Eduardo Chillida’s sculptures are meant to be walked around and written around. For all of their apparent simplicity, these stately totems of forged steel and carved granite cannot be fully appreciated from a single point of view. From a fixed vantage (or a photograph), it is impossible to anticipate the unseen aspects, just as it is impossible to convey the experience of discovering them by cataloguing the dissimilar features of one not-quite-regular form or another. This is, it might be argued, the stuff of poetry—elusive and allusive—which may explain why Chillida’s commentators of choice have included philosopher Gaston Bachelard, poet Octavio Paz, and now, for the catalogue of this latest exhibit, poet Yves Bonnefoy. But along with poetic instinct, Chillida’s work is also the product of a forty-year career purposefully negotiated between the European art capitals and his homeland in the Spanish Basque country. This dual existence offers perhaps the most tangible explanation of his art that can be hoped for.

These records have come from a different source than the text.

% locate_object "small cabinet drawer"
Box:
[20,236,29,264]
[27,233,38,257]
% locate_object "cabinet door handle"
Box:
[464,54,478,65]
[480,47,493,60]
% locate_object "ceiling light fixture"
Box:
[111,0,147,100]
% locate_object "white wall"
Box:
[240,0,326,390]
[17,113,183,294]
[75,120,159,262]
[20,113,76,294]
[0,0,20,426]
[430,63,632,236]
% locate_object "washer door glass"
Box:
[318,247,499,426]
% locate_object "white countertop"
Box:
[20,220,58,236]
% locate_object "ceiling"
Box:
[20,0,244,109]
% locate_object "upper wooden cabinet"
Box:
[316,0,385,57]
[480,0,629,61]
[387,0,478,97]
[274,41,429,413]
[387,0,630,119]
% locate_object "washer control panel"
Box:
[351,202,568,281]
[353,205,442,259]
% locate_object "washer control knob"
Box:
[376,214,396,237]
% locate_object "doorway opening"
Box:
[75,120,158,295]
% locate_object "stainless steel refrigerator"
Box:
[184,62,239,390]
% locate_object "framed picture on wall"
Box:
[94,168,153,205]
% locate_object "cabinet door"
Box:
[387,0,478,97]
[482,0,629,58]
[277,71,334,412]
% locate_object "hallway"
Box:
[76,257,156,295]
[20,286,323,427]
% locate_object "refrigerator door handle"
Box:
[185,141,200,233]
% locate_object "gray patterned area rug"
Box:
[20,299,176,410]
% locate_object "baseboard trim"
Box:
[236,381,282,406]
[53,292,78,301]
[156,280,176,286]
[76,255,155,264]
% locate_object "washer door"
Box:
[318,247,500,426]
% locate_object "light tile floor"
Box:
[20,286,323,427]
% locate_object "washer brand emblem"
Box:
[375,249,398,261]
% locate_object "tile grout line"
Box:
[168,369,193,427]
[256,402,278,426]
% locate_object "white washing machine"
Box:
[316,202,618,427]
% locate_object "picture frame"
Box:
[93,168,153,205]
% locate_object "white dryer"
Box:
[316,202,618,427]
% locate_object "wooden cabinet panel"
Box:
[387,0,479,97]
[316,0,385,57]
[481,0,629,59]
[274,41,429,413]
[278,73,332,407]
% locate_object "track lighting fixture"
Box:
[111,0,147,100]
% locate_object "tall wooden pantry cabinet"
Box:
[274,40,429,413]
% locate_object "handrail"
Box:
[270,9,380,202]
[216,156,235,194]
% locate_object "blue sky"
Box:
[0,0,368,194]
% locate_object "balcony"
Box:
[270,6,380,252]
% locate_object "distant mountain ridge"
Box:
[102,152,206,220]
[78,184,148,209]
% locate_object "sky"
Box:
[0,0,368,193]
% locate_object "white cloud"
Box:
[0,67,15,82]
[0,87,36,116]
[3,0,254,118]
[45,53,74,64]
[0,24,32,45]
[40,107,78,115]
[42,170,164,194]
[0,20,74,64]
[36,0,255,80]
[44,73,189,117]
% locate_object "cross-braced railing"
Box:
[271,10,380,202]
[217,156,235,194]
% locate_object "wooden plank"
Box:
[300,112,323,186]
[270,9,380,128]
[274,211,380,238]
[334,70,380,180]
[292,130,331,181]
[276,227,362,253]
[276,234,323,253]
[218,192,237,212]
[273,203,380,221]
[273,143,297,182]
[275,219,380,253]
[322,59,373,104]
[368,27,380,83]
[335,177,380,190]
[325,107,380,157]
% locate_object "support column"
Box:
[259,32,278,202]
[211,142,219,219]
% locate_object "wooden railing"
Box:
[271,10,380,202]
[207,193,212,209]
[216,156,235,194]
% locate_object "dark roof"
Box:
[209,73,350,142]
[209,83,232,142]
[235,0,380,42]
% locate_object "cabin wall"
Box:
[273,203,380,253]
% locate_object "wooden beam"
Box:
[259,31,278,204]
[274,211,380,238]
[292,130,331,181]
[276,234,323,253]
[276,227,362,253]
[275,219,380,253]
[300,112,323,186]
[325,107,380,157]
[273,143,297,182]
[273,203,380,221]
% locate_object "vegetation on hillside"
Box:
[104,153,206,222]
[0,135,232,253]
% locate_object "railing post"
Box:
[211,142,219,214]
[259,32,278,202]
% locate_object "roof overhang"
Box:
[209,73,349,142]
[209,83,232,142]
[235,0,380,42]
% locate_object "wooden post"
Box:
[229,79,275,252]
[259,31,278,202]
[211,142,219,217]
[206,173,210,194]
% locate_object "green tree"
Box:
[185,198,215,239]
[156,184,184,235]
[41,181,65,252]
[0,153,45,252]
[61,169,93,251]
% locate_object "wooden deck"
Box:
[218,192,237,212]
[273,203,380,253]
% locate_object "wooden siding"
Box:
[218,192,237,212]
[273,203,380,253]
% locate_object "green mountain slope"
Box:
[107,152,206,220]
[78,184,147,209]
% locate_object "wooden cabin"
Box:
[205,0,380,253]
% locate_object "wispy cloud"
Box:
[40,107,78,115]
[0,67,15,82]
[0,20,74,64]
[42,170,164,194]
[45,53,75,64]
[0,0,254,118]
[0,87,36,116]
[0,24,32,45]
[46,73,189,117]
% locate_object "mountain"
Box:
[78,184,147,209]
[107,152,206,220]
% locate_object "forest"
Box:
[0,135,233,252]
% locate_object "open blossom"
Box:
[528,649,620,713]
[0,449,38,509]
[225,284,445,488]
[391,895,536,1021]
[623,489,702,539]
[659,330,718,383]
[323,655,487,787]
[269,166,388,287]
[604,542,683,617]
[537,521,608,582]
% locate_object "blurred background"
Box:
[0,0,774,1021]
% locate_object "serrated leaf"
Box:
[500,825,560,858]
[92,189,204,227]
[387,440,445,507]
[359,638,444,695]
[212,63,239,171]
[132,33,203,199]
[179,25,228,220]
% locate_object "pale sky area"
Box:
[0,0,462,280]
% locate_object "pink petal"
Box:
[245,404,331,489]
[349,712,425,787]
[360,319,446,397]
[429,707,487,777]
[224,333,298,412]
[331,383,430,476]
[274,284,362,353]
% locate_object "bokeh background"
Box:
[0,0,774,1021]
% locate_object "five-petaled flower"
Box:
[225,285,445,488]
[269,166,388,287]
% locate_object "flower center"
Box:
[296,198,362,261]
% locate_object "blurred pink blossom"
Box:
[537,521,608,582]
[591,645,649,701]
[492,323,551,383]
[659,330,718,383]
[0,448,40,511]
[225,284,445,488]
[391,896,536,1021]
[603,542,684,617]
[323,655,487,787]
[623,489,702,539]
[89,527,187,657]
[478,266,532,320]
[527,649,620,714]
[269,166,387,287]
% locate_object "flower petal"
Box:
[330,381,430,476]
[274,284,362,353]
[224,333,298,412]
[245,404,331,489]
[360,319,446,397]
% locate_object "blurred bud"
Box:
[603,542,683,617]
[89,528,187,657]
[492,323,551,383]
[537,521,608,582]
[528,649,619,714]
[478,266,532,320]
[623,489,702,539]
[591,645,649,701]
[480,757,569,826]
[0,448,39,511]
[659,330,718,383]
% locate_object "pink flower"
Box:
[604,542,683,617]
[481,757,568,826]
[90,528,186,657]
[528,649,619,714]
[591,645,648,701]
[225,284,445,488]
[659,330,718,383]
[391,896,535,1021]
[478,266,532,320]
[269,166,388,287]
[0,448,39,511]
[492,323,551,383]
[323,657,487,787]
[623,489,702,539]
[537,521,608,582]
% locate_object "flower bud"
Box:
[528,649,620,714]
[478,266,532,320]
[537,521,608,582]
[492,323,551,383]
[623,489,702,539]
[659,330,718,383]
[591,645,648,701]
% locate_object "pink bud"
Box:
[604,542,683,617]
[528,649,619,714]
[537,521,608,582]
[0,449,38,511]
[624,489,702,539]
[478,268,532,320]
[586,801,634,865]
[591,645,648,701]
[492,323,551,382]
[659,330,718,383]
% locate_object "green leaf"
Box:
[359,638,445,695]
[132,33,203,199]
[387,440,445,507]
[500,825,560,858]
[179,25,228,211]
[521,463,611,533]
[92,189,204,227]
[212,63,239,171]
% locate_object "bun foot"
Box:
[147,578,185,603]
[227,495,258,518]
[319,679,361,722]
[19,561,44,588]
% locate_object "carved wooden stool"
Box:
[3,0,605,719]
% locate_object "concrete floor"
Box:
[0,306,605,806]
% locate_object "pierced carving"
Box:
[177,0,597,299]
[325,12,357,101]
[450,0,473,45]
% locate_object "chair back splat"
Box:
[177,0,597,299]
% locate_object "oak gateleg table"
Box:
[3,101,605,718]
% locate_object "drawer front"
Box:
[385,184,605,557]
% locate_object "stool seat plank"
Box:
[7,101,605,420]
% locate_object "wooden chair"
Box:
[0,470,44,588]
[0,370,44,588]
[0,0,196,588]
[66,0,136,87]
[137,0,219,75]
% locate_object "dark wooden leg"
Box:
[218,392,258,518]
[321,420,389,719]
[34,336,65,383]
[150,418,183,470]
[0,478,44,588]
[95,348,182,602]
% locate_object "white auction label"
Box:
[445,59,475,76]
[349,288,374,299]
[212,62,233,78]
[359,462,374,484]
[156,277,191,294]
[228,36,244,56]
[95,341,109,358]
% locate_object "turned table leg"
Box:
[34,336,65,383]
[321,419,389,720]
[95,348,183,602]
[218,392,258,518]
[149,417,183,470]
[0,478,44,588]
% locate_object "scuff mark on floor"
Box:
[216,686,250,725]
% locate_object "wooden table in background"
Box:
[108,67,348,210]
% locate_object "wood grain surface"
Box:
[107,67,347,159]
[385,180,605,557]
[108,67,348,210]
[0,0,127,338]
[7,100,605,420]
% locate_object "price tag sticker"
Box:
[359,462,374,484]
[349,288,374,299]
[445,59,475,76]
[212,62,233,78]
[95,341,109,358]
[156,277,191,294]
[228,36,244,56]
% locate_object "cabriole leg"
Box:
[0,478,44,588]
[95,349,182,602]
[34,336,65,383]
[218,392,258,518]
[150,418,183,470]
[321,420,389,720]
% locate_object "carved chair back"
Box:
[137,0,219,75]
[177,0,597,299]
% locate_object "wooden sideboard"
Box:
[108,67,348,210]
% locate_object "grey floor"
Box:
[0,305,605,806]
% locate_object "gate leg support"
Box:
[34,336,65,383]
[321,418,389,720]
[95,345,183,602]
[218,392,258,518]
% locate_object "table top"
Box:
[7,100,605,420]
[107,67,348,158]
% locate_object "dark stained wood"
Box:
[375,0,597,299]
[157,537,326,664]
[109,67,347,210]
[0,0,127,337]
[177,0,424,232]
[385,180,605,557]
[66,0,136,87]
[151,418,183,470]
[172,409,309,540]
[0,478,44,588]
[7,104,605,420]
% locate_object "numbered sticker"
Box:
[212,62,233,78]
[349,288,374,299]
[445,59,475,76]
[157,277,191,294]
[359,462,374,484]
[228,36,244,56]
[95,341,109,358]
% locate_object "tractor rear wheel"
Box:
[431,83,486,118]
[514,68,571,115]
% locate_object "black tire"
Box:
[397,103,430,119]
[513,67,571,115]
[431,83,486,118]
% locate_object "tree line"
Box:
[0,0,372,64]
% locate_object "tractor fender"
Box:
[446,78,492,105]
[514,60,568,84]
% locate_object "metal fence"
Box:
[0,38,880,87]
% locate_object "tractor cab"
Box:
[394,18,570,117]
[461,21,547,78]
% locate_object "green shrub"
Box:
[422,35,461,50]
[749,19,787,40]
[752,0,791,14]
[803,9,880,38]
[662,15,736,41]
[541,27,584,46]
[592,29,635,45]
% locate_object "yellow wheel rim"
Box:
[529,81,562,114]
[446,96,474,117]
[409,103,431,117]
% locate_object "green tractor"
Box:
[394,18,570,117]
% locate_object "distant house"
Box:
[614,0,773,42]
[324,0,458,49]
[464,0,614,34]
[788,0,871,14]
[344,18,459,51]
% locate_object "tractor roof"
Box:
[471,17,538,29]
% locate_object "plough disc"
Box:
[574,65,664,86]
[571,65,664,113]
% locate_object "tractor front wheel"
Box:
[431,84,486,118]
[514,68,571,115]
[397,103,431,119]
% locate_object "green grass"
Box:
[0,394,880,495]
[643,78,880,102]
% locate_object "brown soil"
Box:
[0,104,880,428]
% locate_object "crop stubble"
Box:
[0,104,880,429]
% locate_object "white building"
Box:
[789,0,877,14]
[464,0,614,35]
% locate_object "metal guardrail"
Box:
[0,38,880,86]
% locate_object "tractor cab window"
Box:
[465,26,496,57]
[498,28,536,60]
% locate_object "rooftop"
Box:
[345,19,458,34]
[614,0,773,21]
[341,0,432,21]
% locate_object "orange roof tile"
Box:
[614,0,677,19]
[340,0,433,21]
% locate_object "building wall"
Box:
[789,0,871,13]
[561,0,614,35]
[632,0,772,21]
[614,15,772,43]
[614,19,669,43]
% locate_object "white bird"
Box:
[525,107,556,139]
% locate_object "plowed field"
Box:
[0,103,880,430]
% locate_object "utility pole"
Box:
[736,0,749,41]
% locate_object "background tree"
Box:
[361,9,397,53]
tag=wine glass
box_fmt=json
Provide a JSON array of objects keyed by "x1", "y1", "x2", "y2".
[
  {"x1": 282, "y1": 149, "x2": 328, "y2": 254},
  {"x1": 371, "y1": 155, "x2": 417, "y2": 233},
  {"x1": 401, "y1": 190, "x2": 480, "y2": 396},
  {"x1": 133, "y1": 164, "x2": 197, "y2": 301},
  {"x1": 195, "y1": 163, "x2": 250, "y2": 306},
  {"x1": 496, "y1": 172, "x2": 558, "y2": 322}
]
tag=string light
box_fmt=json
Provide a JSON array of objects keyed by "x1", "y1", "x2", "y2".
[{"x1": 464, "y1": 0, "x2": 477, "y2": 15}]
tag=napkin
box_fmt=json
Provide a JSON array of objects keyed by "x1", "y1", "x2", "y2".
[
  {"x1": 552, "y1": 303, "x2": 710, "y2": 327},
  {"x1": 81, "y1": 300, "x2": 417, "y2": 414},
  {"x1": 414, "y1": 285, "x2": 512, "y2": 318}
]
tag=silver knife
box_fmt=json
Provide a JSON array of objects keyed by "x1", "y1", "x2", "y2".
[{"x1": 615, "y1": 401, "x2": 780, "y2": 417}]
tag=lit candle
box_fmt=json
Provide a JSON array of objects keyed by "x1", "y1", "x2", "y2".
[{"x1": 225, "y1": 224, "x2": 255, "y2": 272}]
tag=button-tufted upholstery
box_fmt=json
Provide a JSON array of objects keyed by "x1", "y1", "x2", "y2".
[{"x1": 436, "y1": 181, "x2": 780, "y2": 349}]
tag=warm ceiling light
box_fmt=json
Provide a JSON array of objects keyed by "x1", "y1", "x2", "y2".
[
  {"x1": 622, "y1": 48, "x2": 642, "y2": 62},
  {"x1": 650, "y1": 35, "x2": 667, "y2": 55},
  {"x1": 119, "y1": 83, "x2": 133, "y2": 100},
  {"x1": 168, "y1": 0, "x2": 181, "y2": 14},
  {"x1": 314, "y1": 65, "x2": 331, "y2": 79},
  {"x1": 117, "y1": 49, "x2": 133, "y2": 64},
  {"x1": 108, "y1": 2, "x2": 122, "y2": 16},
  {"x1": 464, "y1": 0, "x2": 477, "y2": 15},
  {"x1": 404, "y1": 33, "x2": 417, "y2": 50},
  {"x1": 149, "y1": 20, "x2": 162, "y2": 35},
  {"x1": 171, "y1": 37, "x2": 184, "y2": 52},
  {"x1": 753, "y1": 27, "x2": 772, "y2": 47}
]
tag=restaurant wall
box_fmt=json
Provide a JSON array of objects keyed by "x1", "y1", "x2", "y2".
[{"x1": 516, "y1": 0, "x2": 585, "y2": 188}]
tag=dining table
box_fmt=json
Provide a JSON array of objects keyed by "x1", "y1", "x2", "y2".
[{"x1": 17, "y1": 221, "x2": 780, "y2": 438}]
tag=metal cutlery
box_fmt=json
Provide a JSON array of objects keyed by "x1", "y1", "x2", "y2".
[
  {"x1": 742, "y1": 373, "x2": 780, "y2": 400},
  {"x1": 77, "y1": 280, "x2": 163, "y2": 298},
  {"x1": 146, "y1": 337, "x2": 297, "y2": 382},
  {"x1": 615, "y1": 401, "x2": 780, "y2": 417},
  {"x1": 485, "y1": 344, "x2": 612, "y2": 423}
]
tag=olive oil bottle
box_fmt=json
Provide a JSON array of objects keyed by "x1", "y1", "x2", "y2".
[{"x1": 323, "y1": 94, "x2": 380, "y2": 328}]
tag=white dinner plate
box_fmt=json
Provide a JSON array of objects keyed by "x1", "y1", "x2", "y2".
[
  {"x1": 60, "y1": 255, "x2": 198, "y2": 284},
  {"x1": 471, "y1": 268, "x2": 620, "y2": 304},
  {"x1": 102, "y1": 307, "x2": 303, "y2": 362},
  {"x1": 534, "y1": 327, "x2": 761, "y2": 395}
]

Born in the coastal town of San Sebastian, Chillida spent three years studying architecture in Madrid before turning to drawing and finally to sculpture. The classic apprenticeship in Paris followed, and by the age of 25, he was exhibiting his abstracted stone nudes in the Salon de Mai. But it was only after he returned home in 1951 that he turned to metal forging, and with it, the spare geometrical idiom that he has pursued ever since. In recent years, the linear exuberance of his work during the ’60s and ’70s has given way to greater solidity and sedateness, but the force of curiosity remains: every sculpture is an exploration of space, time, matter, and society, hardly conceived for the static, pristine environment of the gallery (no matter how impressive it may look there), but for the changeable outdoors. The shapes, like the titles, are often explicitly architectural: Downtown III, La Maison du poète, Stèle VI (The house of the poet, Stele VI), Eloge de l’architecture VI (In praise of architecture VI) (all 1990). All of these works are rectilinear (but never regular) shafts standing singly or in pairs. Most impressive of all is the Hommage à Balenciaga, 1990, a gateway of two tall slabs sweeping open to dialogue with the spaces between and beyond them.

In their elemental geometry, their artisanal asymmetry, their rust-scarred surfaces, Chillida’s sculptures propose a striking alternative to the industrial esthetic, but at the same time, their reliance on industrial techniques and materials, for example Cor-Ten steel, wrests traditional craft from the nostalgic past and brings the work into the technological present. So, too, the layered paper hangings called “Gravitations,” 1990, bridge memory and modernity with their grainy surfaces, their minimal shapes, and their cryptic black-on-white markings; they are evocative equally of ancient manuscripts and contemporary design. This dynamic sense of history and its continuity (rather than its end) would seem to be a particularly fitting response to the collective identity crisis of the late 20th century.